Dann erst setzt die Ouvertüre ein, kraftvoll und prägnant spielt das Bayrische Staatsorchester unter der Leitung von Constantinos Carydis. Dieser Mozart ist nicht eingängig und schmeichelnd, sondern hat Ecken und Kanten, die vor allem in den seelischen Qualen der Protagonisten begründet ist. Den differenzierten und farbigen Orchestersatz arbeitet Carydis sauber heraus, stellt dabei aber immer den Gesang in den Vordergrund. Zusätzlich erklingt auch noch Mozarts fragmentarische Klavierfantasie, von Andreas Skouras am Hammerklavier mit sehr viel Feingefühl dargeboten.
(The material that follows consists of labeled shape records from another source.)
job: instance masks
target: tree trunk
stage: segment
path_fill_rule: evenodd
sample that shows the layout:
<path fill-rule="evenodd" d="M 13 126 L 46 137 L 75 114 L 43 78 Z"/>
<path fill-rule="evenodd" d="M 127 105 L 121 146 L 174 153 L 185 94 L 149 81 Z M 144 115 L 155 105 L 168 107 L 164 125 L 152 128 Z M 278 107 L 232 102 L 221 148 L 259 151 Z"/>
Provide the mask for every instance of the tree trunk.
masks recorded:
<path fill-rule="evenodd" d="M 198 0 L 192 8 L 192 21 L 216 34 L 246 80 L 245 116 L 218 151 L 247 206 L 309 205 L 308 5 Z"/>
Der Staatsopernchor, von Stellario Fagone perfekt einstudiert, kann in diesem Werk viele Facetten seines umfangreichen Könnens unter Beweis stellen. Matthew Polenzani in der Titelpartie gibt den Idomeneo mit tenoraler Dramatik und sauberen Koloraturbögen, dem man die Seelenqualen seiner Entscheidung, den eigenen Sohn zu opfern, zu jeder Zeit voll abnimmt. Emily D’Angelo in der Hosenrolle des Idamante weiß durch einen ausdrucksstarken und kräftigen Mezzosopran zu begeistern, mit warmer Mittellage und einer schon fast sopranartigen Tessitura. Olga Kulchynska in der Rolle der Ilia überzeugt mit einem sehr lyrischen und glockenreinen Sopran, während Hanna-Elisabeth Müller als ihre Gegenspielerin Elettra mit markantem, jugendlich-dramatischem Sopran und furiosem Ausdruck zum Schluss zu begeistern weiß. Martin Mitterrutzner als Idomeneos Berater Arbace sowie Caspar Singh als der Oberpriester Poseidons glänzen mit tenoralem Schöngesang. Callum Thorpe darf als einziger Bassist dem Orakel seine Stimme leihen.

Das Publikum, das schon zur Pause eher Zurückhaltung geübt hat, spendet zwar am Schluss den Protagonisten den verdienten Applaus, doch Enthusiasmus sieht anders aus. Vielleicht ist es auch die Länge des Werkes einschließlich Klavierfantasie und Ballettmusik, die die Geduld zu sehr strapaziert. An der stimmigen und farbenfrohen Inszenierung mit spektakulärem Bühnenbild kann es jedenfalls nicht gelegen haben. Wer sich selbst davon überzeugen will: Ab dem 26. Juli ist die Aufführung für 30 Tage kostenfrei als Video on Demand abrufbar.